主人公の優柔不断な性格設定や、物語の構成(止むを得ない事情で
闘って勝たねばならない状況に追い込まれる)は、ホルモーと似ています。
闘う手段が前作のホルモーの方が私には面白かったけど、剣道をやっている
人なら、こちらの方が面白いかもしれません。
奈良の描写も素晴らしく、奈良に行きたくなります。
鹿はしゃべってはくれないだろうけれど、じっと見てしまいそう。
鹿男あをによし
★★★★☆
タイトルもいいし、内容もちょっとしたファンタジーで面白かった。
ドラマも見てみたいと思った。
「オンリーワン」な万城目さん
★★★★☆
本書は、紹介の仕方が難しい小説です。
実際に読んでみればすぐに面白いと分かるのですが、その内容を一言で説明するのはとてもむずかしい。
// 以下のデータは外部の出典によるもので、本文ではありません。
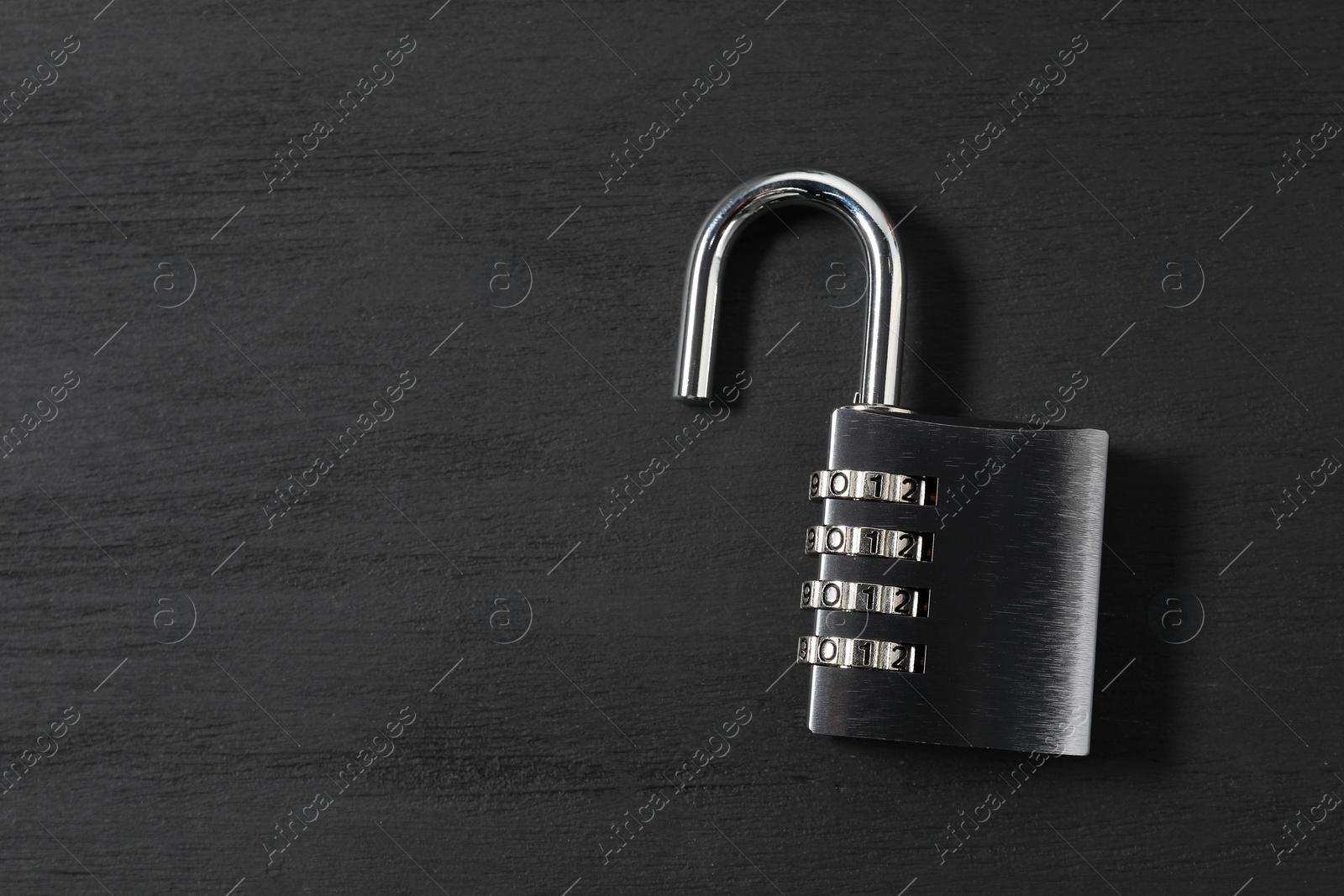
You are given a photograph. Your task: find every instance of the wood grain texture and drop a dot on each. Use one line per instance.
(483, 492)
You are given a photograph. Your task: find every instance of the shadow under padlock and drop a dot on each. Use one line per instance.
(1147, 503)
(968, 607)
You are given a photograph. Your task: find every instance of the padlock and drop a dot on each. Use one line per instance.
(958, 560)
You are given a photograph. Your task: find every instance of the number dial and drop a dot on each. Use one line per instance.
(864, 485)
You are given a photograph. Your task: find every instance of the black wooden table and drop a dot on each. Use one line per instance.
(336, 333)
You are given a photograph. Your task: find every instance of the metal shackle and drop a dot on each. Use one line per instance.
(880, 383)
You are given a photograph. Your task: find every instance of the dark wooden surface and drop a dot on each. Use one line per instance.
(144, 497)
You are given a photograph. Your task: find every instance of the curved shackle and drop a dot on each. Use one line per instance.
(880, 383)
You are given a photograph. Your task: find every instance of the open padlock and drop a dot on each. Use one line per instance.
(953, 605)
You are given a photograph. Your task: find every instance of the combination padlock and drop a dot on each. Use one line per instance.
(960, 560)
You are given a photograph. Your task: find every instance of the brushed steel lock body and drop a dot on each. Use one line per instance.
(958, 560)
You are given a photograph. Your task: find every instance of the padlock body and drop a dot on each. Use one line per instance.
(1005, 575)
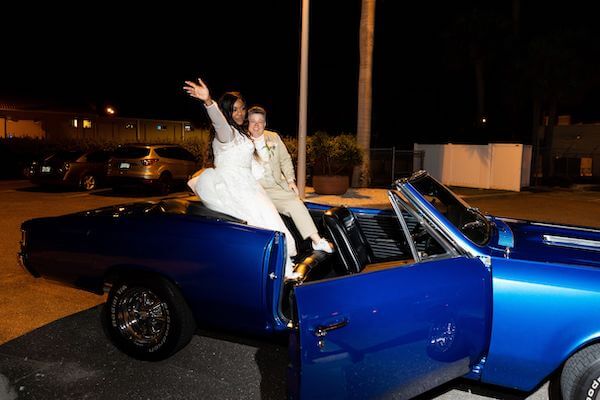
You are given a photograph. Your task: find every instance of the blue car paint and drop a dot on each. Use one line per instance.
(530, 244)
(543, 312)
(220, 266)
(408, 328)
(544, 296)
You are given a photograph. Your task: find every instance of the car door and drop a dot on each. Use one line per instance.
(395, 332)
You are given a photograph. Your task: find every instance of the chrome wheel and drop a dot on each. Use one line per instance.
(142, 317)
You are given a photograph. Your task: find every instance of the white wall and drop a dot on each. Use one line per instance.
(492, 166)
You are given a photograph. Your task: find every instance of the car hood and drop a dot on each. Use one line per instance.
(538, 241)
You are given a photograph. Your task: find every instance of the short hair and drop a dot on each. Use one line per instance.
(257, 110)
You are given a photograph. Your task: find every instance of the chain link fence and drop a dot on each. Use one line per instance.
(388, 164)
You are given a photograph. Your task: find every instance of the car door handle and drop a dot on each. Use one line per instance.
(321, 330)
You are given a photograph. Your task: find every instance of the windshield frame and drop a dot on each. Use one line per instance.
(451, 228)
というわけで、本書の特長を、箇条書き風に、ピックアップしてみました。
1.「学園青春小説である」
主人公は冴えない大学院生&臨時高校教師。少しばかり自意識過剰なダメ男が周りの人々や鹿(?)との関わりを通して成長していく様は、
まさしく学泉青春小説というにふさわしい流れです。
2.「歴史小説である」
本書では、実際に登場することはありませんが、古代神話上の神々が、重要な役割を演じています。
3.「ファンタジー小説である」
中年おやじの声で話す、ポッキーが大好きな「メス」鹿が、普通に町を闊歩できるのは、本書がファンタジー小説だからです。
4.「パロディー小説である」
本書の解説者も指摘していましたが、本書前半部の物語展開、キャラクター設定は、夏目漱石の「あの小説」を彷彿とさせます。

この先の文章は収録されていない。